5. She’s so good in 22 Jump Street, too.

6. The rest of the cast — including Lil Rel Howery (Get Out), Utkarsh Ambudkar (The Mindy Project), and Michaela Watkins (every comedy ever) — do fine work, too.

7. There is a very good scene involving Patti Mayonnaise, from the Nickelodeon series Doug, and another where the Saved By the Bell theme song leads to hot and heavy petting between two characters. More movies should reference Doug.

8. Brittany takes up running after a doctor tells her to lose weight. It’s something that every runner — and, really, anyone who takes up an athletic activity — struggles with. I thought the film did an admirable job of not “fat shaming” Brittany, of avoiding the I Feel Pretty-esque tropes that would sink a lesser movie, but (no pun intended) your mileage from vary. From Runner’s World writer Kate Browne on watching this film: “Reading, watching, and sharing running success stories can inspire people to make big changes in their health and fitness. The problem is that we keep sharing the same story over and over to the exclusion of runners who look like the villains of their own story. Every fat runner I know has had an experience of being shamed, discouraged, or excluded for daring to take up space in our sport.”

9. I’m reminded of something director Barry Levinson once said about Diner, his masterpiece. When an executive suggested that he cut a scene where Steve Guttenberg and Paul Reiser’s characters argue over a roast-beef sandwich because it didn’t advance the story, he responded, “You don’t understand.” The roast beef is the story.

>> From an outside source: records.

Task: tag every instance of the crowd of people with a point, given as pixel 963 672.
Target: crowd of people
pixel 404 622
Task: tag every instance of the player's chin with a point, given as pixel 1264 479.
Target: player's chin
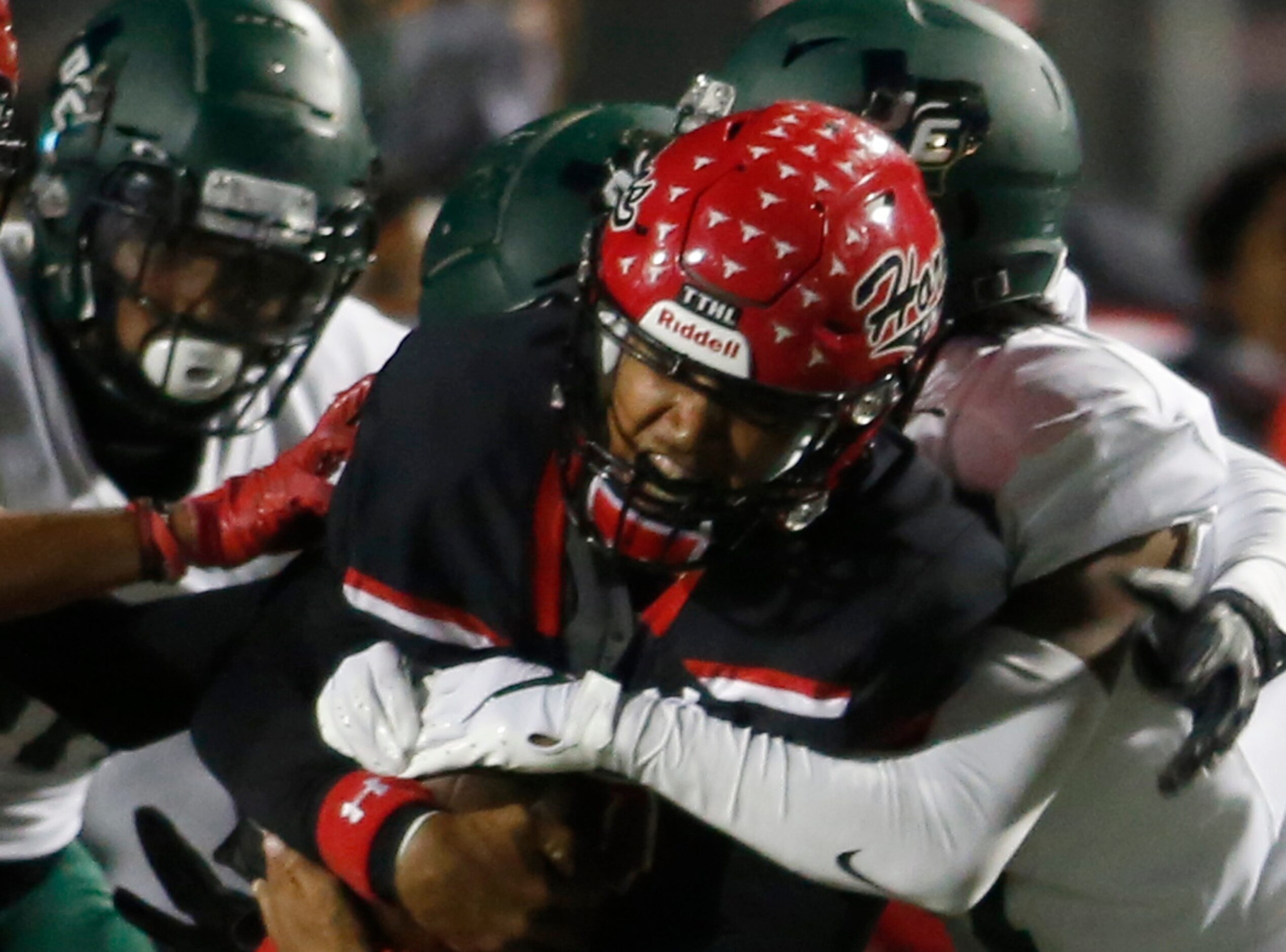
pixel 611 825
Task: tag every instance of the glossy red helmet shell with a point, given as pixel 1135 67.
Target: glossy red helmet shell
pixel 793 246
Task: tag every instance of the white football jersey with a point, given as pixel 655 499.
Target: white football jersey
pixel 1078 441
pixel 46 465
pixel 1081 442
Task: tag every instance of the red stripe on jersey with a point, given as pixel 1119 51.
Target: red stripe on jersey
pixel 768 677
pixel 547 563
pixel 423 608
pixel 662 614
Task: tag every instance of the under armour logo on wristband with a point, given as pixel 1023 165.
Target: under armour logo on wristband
pixel 351 810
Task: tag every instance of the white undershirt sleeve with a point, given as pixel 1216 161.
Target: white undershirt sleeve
pixel 934 826
pixel 1251 530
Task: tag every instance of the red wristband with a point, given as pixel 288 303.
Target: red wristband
pixel 351 817
pixel 159 548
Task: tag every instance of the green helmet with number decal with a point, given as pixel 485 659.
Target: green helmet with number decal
pixel 512 231
pixel 201 204
pixel 974 99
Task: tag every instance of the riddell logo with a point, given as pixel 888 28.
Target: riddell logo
pixel 686 333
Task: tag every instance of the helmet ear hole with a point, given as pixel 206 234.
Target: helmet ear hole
pixel 969 215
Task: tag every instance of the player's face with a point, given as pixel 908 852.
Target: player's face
pixel 1256 290
pixel 687 434
pixel 207 279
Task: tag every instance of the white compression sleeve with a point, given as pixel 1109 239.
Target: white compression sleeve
pixel 934 826
pixel 1251 530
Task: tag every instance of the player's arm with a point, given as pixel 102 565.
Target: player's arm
pixel 934 826
pixel 57 558
pixel 468 878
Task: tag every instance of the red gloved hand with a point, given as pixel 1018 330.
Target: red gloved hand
pixel 278 507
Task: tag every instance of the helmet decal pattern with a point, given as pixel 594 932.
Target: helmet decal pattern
pixel 794 246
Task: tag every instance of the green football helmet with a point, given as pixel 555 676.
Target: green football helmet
pixel 512 231
pixel 201 204
pixel 974 99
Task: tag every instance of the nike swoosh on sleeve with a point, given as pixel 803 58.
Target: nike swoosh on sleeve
pixel 846 862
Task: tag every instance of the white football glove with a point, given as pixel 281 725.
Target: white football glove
pixel 508 713
pixel 370 709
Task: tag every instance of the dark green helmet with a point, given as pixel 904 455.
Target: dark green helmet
pixel 974 99
pixel 201 204
pixel 512 231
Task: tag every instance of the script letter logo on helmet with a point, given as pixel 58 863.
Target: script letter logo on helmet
pixel 902 300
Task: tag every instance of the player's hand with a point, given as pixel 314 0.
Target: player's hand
pixel 516 716
pixel 223 920
pixel 278 507
pixel 489 878
pixel 370 709
pixel 1208 652
pixel 305 907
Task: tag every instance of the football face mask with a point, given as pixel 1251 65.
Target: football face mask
pixel 207 307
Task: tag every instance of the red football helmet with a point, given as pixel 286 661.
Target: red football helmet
pixel 786 262
pixel 11 146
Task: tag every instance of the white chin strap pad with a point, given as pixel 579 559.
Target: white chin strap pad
pixel 191 369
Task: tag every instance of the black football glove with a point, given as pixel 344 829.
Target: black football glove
pixel 223 919
pixel 1210 654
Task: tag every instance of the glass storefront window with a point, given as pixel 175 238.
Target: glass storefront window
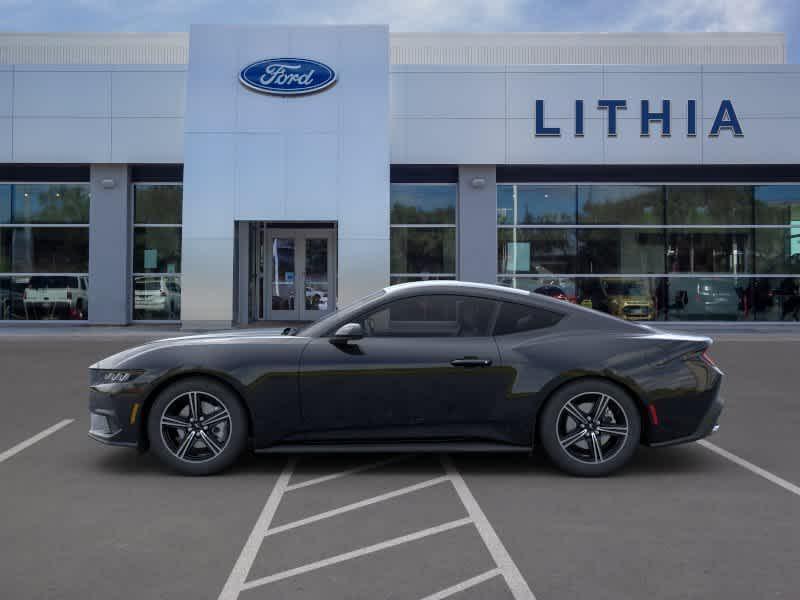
pixel 620 205
pixel 710 251
pixel 709 205
pixel 778 250
pixel 535 251
pixel 44 251
pixel 620 251
pixel 423 204
pixel 157 218
pixel 777 205
pixel 535 204
pixel 423 251
pixel 423 231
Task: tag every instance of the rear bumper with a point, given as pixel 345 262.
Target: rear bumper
pixel 708 425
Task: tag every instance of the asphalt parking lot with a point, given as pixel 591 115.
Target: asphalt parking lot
pixel 80 520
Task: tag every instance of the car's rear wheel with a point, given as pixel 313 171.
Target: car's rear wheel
pixel 590 428
pixel 197 426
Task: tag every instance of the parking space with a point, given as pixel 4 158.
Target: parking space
pixel 83 520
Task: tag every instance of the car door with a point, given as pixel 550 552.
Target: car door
pixel 427 367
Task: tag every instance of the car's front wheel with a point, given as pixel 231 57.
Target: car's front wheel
pixel 197 426
pixel 590 428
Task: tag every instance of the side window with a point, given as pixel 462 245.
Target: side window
pixel 514 318
pixel 432 316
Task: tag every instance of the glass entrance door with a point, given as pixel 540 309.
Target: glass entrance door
pixel 300 286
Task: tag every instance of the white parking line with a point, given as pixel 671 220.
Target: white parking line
pixel 514 579
pixel 4 456
pixel 771 477
pixel 404 539
pixel 356 505
pixel 464 585
pixel 359 469
pixel 236 579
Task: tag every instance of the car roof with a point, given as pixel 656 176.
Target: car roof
pixel 454 286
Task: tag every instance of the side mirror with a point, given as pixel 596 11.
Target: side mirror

Brittany takes place within the montage in other romantic-comedies, like Seth Rogen throwing his bongs away to a Bright Eyes song in Knocked Up. But because the self-improvement tone is already established, it doesn’t feel like an out-of-nowhere moment of feigned sincerity, like when, if memory serves, Amy Schumer does basically the same thing as Rogen in Trainwreck (minus the Bright Eyes song).

10. We see Brittany run with headphones, but never hear “Toxic” by Britney Spears. I call BS on her phone even being on!

11. I watched the movie in a theater full of runners, and while there were steady laughs throughout, the biggest howls of approval came from what it got wrong about running. Like, for instance, how Brittany wakes up at 7 a.m. to run the New York City Marathon (3 a.m. is more accurate), and we never see her eat an energy gel during the race.

12. Also, there are not enough conversations about bathrooms. Try talking about running with a runner, and they will mention bowel movements within the first five minutes.

13(.1). Halfway!

14. It’s fun to replace the “Brittany” in “Brittany Runs with a Marathon” with other movie titles. Space Jam Runs a Marathon, Ace Ventura Runs a Marathon, Air Bud: Seventh Inning Fetch Runs a Marathon. Give it a shot.

15. The Search for Curly’s Gold Runs a Marathon.

16-24. I’m combining these bullet points, because as anyone who’s run a marathon knows, these are the toughest miles — your body is tired, you have to remind yourself that the months of hard training led to this moment, and you don’t have the endorphin rush that comes from nearly being done with the f*cking thing. Brittany, too, runs out of steam in a third act pivot towards the uglier side of Brittany’s insecurities. Was that an intentional choice by Colaizzo, to mimic an actual marathon? Maybe, but: no. It’s forced drama, padding to turn a reasonable 80 minutes into an unnecessary 103 minutes.

25. But Brittany finds enough energy to get over the finish line with an ending that, I must admit, made me misty-eyed. This is possibly because I cry at anything related to running (even movies I otherwise hated, like Peter Berg’s jingoistic Patriots Day), but the film has one of the better on-screen depictions of the optimism mixed with nervousness that you feel while waiting in the corral before a race, and the footage of Brittany (spoiler?) actually running the New York City Marathon — it’s there in the title, so I take back my spoiler warning — had me reflexively rooting for her (and Bell, who trained for the role).

26. This, however, remains the best on-screen depiction of running.

26.2. You will probably like Brittany Runs a Marathon if you have never run a marathon. But especially if you have.

‘Brittany Runs a Marathon’ is out in theaters now.